The throughput axis: torch.compile max-autotune plus trimming the n-gram table multiplier 64→48 buys tokens/sec with no loss of quality.

⑦ width search — compute-optimal dim 768 → 640

The counterintuitive "go narrow": BO pushes "capacity isn't the bottleneck" to its conclusion — a narrower model (dim 768 → 640) eats more tokens/sec, and under a fixed budget more data beats more parameters.

⑧ H100 joint BO — 0.93421

Joint GP-EI over all the continuous knobs (size, LR, schedule, momentum) → 0.93421.

Updated (knowing when to stop): After 400+ evals, single-run improvement < 0.0002 — smaller than seed noise. I can no longer tell signal from luck. That's the noise floor. Stop.

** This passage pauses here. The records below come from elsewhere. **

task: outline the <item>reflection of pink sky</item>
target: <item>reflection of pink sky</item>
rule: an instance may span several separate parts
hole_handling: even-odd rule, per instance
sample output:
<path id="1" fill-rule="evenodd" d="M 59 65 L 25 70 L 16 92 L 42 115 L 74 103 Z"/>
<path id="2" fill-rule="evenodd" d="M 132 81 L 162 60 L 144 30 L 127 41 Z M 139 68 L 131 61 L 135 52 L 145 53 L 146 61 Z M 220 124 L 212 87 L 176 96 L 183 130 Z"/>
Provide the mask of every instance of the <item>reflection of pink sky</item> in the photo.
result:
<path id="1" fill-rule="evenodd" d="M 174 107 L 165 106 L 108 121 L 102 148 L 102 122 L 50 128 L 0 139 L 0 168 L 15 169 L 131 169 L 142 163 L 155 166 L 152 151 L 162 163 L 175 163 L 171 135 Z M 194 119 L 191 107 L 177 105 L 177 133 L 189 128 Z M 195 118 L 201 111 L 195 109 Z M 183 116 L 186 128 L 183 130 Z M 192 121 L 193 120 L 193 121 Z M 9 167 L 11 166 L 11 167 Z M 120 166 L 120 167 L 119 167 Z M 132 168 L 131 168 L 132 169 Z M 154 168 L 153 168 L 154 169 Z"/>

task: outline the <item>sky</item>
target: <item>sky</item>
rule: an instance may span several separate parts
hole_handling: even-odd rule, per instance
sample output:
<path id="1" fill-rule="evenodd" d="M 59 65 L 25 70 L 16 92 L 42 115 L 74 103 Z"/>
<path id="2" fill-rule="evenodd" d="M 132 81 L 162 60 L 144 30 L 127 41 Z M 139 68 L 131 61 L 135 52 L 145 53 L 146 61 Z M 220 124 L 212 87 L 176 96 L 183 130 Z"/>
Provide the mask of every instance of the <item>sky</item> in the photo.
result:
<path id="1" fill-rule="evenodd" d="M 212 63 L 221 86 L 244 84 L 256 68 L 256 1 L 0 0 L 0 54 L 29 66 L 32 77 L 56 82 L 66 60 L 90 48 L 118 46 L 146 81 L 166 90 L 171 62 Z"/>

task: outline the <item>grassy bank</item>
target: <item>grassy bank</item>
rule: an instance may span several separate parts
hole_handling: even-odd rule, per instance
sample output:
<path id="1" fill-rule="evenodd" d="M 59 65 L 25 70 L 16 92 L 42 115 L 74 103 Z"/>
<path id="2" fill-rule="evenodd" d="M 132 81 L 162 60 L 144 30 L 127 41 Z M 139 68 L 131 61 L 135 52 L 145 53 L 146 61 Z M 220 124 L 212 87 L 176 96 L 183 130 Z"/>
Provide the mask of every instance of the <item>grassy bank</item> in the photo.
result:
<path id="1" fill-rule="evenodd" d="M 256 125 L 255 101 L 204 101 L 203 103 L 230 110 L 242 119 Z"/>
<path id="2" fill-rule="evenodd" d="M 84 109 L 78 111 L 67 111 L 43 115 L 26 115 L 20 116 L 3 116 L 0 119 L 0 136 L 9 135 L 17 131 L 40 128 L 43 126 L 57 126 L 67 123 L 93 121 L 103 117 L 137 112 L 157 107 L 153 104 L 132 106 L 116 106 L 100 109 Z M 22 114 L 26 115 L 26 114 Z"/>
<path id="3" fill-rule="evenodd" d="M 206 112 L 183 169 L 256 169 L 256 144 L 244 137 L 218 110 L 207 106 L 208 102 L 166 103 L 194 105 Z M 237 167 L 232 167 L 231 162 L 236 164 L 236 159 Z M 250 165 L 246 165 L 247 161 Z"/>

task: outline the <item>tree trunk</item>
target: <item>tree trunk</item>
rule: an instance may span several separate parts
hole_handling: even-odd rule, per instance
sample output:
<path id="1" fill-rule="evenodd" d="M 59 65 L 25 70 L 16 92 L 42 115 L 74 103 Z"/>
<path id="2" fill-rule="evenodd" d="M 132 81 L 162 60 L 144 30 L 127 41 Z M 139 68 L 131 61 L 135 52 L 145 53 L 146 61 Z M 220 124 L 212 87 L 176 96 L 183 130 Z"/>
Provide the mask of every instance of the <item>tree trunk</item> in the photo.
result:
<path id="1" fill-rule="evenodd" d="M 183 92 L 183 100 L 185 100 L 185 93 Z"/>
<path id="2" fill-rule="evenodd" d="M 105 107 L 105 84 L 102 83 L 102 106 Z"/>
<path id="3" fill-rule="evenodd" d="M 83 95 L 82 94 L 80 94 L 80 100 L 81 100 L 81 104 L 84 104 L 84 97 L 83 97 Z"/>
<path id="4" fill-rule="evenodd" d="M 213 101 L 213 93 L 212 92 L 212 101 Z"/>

Squeeze takeaway: the BO squeeze is data/search-driven — hundreds of steps, small wins. On the same H100 the curve now sits below recursive (0.9442).


B200 — the same recipe, more tokens (rung ⑨)

Belief: Is 0.93421 a recipe ceiling or a hardware ceiling? The #1, forge, is 0.9264 on a B200, which fits ~2.4–2.7× the tokens of an H100 in 5 min. This is a throughput problem, so the gap is probably hardware.

First, a make-or-break dependency — FA4. The B200's edge rides almost entirely on FlashAttention-4: FA3 is Hopper-only, so on a B200 without FA4 the tensor cores idle and a B200 can be worse than an H100. Our recipe already ships the same FA4 CUTLASS custom-op, so it kicks in automatically on Blackwell.

⑨ B200 tuning — 0.902291

Port the H100 champion as-is → 0.9109, already below both forge (0.9264) and overmind (0.9274). Then the same squeeze, with the H100 principles flipped by the larger token budget — "go narrow" becomes "go moderately wider": here the agent redraws the box in the opposite direction once the B200 log says so —

  • compute-optimal width moves wider: dim 768 (0.902) > dim 640 (0.911);
  • don't add depth: depth 10 (0.906) is worse than depth 8 (0.902);
  • widen n-gram capacity (48→64) — the core edge over forge;
  • BO presses matrix_lr down to 0.035.

Result: 0.902291, ~0.024 below the #1.

recipe val_bpb
ours (B200) 0.902291
forge #1 (B200) 0.926381
overmind #2 (B200) 0.927396

Three counterintuitive conclusions

intuition what the agent revised after measuring
if it's not good enough, make it bigger capacity cliff — under a token-bound budget, bigger is a net loss
pile on compute / parameters memory ≠ compute — spend the cheap resource: sparse hashed memory (rung ④)
bigger models are better go narrow when you should (H100 768→640), wider when you should (B200) — it's all about seeing more tokens

It's all discovery — two methods, one loop

It doesn't really matter which rung was a judgment call and which was BO — and that's the point. Both are discovery, just at different grains:

  • a prior-driven discovery of what to build and where to look — the agent (LLM ⊗ human ⊗ web) proposes techniques, draws the box of knobs worth tuning, and reflects on the log to redraw it;
  • a Bayesian discovery of the exact settings — a surrogate + Expected-Improvement presses that box to the noise floor.

They're the same activity at two resolutions, taking turns in one loop until the curve flattens: discover the structure, discover the settings, read the result, discover again. The discover→squeeze arc — and the B200 re-run — is just this one loop playing out.